The best place to find undiscovered ideas is where no one else is looking. Novel ideas come from curiosity. Independent-mindedness and curiosity predict one another perfectly. Everyone I know who's independent-minded is deeply curious and everyone I know who's conventional-minded isn't. The independent-minded are the gluttons of curiosity who keep eating even after they're full.

And this is what I think the most important sentence in this entire essay is. "How much does the work you're currently doing engage your curiosity? If the answer is not much, maybe you should change something. Curiosity is unlike most other appetites. Indulging it tends to increase rather than to satiate it. Questions lead to more questions. So perhaps, curiosity is the compass. Perhaps, if your goal is to discover novel ideas, your motto should not be do what you love so much as do what you're curious about."

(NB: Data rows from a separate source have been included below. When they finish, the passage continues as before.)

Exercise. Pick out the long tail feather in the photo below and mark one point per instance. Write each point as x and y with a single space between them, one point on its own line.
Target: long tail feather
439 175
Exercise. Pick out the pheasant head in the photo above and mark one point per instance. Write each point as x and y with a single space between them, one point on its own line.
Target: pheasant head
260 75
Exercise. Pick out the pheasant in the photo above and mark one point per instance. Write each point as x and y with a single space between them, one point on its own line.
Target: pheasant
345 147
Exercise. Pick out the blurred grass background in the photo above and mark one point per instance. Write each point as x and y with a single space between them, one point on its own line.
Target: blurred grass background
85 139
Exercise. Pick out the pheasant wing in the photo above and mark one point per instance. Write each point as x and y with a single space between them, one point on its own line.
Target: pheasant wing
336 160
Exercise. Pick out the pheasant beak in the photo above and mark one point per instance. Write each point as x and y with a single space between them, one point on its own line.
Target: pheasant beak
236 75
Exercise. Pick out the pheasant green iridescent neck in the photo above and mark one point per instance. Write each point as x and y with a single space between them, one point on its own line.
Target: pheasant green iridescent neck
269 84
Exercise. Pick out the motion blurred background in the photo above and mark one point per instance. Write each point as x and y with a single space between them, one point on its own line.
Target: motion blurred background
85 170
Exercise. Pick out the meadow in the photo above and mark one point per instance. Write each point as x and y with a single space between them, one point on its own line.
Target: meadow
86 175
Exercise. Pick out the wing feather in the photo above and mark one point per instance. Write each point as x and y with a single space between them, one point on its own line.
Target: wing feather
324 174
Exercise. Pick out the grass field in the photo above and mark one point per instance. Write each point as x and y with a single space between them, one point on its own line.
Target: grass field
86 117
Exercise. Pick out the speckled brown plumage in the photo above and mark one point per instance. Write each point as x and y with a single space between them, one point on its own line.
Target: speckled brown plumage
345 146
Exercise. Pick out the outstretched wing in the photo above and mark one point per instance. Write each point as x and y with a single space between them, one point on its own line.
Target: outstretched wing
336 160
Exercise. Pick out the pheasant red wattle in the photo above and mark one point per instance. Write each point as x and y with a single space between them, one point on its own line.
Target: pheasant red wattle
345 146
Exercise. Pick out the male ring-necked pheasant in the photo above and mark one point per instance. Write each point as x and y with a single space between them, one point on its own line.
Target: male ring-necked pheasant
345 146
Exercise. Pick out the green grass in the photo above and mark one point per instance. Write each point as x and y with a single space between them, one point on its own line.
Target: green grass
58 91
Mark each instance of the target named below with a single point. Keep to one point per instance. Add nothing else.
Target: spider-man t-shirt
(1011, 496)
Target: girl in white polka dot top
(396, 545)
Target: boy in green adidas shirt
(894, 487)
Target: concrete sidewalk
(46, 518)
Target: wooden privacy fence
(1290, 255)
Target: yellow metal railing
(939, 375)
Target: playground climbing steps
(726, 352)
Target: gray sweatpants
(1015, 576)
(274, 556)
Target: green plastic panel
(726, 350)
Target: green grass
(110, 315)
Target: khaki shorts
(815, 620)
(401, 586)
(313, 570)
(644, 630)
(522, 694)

That's an excerpt from Paul Graham excellent essay, How to Think for Yourself. And so before I jump into his next excellent essay, which is How to Work Hard, if I sound funny, what I went through this week is going to be very familiar to anybody with school-aged children. My daughter brought home some kind of sickness. It was spread to my son, then spread to my wife. And then now I finally have gotten it. And so for the last few days, I've just been held up in bed reading and reading and reading any time I'm not asleep. So I have spent the last few weeks living inside the mind of Paul Graham and it has been an amazing experience. So not only have I finished reading all of his essays since I was sick in bed, I had the opportunity, I've already finished reading his book, which is a collection of essays too called Hackers & Painters, which will be the next episode of Founders.